But given the power and ubiquity of concrete, isn’t giving it a miss just fanciful?

Luckily those developing alternatives don’t think so. Hempcrete is gaining traction as a viable construction material and alternative to standard concrete and clay bricks (which also emit CO2 in their manufacture). Made from a mix of hurd (a hemp by-product), lime binder and water, it is moulded into blocks and hardened in the open. Hemp grows fast and uses little land (10 tonnes can grow in 100 days on 0.4 hectares). Instead of emitting CO2, hempcrete actually absorbs it.

It weighs six times less than concrete, its makers say it can be made as strong, but you wouldn’t build a dam with it. It’s especially suitable for domestic construction and insulation, and being more flexible and fungus-resistant than concrete is better in earthquake-prone and humid regions.

Timber is also seeing a revival. Thanks to advances in construction systems, wooden eco-buildings are now reaching for the sky. Cross-laminated timber (CLT) was used to build the 14-storey Treet apartment block in Bergen, Norway. Hybrids of wood-and-steel and wood-and-concrete allow for more height. The HoHo building under construction in Vienna, will be 76 per cent wood in structure and 24 storeys high. According to woodskyscrapers.org, these advances ‘meet and exceed modern construction requirements including fire codes, building costs, construction times and structural requirements’.

Of course, to be eco-friendly all timber needs to be 100 per cent certified sustainable.

Benjamin Gill is a sustainable construction expert with social enterprises Bioregional and One Planet Living. He says: ‘We need construction to be a carbon sink rather than a source. That means scaling up an entire new supply chain and industry to deliver sustainably grown and sourced bio-based construction materials like FSC timber and hempcrete.’

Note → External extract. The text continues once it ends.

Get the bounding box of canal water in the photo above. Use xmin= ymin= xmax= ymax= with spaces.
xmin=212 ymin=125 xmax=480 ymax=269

Whether sustainable forestry practices are able to meet the demand if timber takes off as the primary building material remains to be seen. The shift would certainly incentivize us to value forests more. Other big mindset shifts might happen too. If something can only be built in concrete, should it be built at all? The higher and heavier you build, the bigger the carbon footprint, says Gill, so more human-scale construction could be beneficial in many ways. Concrete will still be needed for some things – securing wind-turbines, for example. But a wisely allocated concrete CO2 budget would rule out destructive (big dam) and vanity (the highest building) projects.

‘Concrete is one of the tools that allows humans to see themselves as separate from nature and our planet,’ says Gill. To move beyond it is ‘a huge opportunity to create a different construction industry that is carbon absorbing rather than emitting’.

Saying ‘no’ to concrete is a challenge, but it could be saying ‘yes’ to living with nature within planetary limits, to realism, to survival.